Injectable SF-platform orchestrates GPX4-targeted ferroptosis-autophagy-immunogenic circuit for overcoming oxidative resistance in triple-negative breast cancer.

Background: Triple-negative breast cancer (TNBC) is the most aggressive subtype of breast cancer, characterized by the absence of targeted therapies and poor clinical outcomes. The development of novel, effective therapeutic strategies is urgently required to improve patient prognosis. Ferroptosis, a regulated form of cell death, has recently emerged as a promising therapeutic approach for TNBC. Objectives: This study aims to evaluate the efficacy of an injectable silk fibroin (SF)-based platform in treating TNBC and to explore the underlying mechanisms involved. Methods: We engineered an injectable SF platform consisting of magnetic, thermoresponsive silk fibroin-based hydrogels (IMSFs) coupled with temporally controlled TAT-Beclin1 delivery. Ferroptosis induction was quantified using the C11-BODIPY probe and transmission electron microscopy (TEM). To investigate the molecular mechanisms, RNA sequencing, Western blotting, and co-immunoprecipitation were performed. Additionally, enzyme-linked immunosorbent assay (ELISA) and flow cytometry were used to assess immune responses. Results: In the presence of an alternating magnetic field (AMF), IMSFs induce localized hyperthermia (42-45 °C) and catalyze Fenton reaction-driven reactive oxygen species (ROS) generation through Fe²⁺/Fe³⁺ release. The resulting ROS synergize with sorafenib release to inhibit the Xc⁻ system via the AMPK-Beclin1-SLC7A11 axis, leading to the local suppression of glutathione peroxidase 4 (GPX4) activity and the initiation of a ferroptosis cascade.
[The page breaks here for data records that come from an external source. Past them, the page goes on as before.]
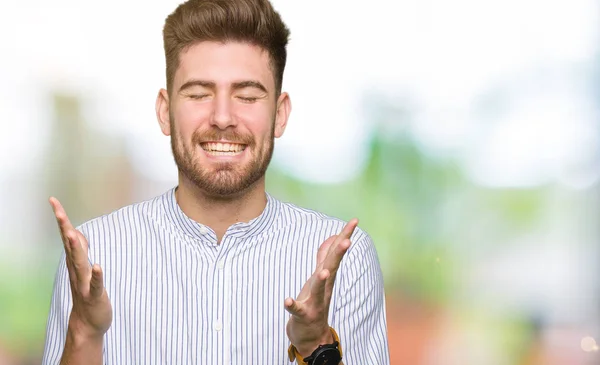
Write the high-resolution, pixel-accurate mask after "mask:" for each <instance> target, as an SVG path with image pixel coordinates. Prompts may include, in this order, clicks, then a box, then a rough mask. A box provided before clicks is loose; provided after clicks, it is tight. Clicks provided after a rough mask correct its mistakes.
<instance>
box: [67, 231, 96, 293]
mask: <svg viewBox="0 0 600 365" xmlns="http://www.w3.org/2000/svg"><path fill="white" fill-rule="evenodd" d="M67 238H68V239H69V246H70V248H71V257H70V260H71V262H72V264H73V268H74V271H75V275H76V277H77V285H78V288H79V290H81V291H82V292H86V291H87V288H88V287H89V280H90V270H91V267H90V263H89V261H88V255H87V249H86V248H85V247H84V244H83V243H82V242H81V241H80V239H79V235H78V234H77V232H76V231H74V230H73V231H70V232H69V233H68V236H67Z"/></svg>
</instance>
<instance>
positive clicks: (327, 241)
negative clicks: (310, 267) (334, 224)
mask: <svg viewBox="0 0 600 365" xmlns="http://www.w3.org/2000/svg"><path fill="white" fill-rule="evenodd" d="M337 237H338V236H337V235H333V236H331V237H329V238H328V239H327V240H326V241H325V242H323V243H322V244H321V246H320V247H319V251H317V265H319V264H320V263H321V262H323V261H324V260H325V257H327V252H329V247H331V245H332V244H333V243H334V242H335V240H336V238H337Z"/></svg>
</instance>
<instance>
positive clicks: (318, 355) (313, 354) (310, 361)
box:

Temporal delivery of TAT-Beclin1 prevents premature activation of autophagy, which could otherwise dampen ferroptosis. Instead, this approach leverages autophagy-ferroptosis synergy to amplify immunogenic cell death (ICD). This, in turn, activates CD8⁺ T cells, triggering interferon-gamma (IFN-γ)-mediated downregulation of SLC7A11 and establishing a self-amplifying cascade of "ferroptosis-autophagy-immunity" loop that induces oxidative stress and leads to enhanced anti-tumor effects. Conclusion: The injectable SF platform, incorporating sequential therapeutic modules, demonstrates potent anti-tumor efficacy and holds significant promise for clinical translation in the treatment of TNBC.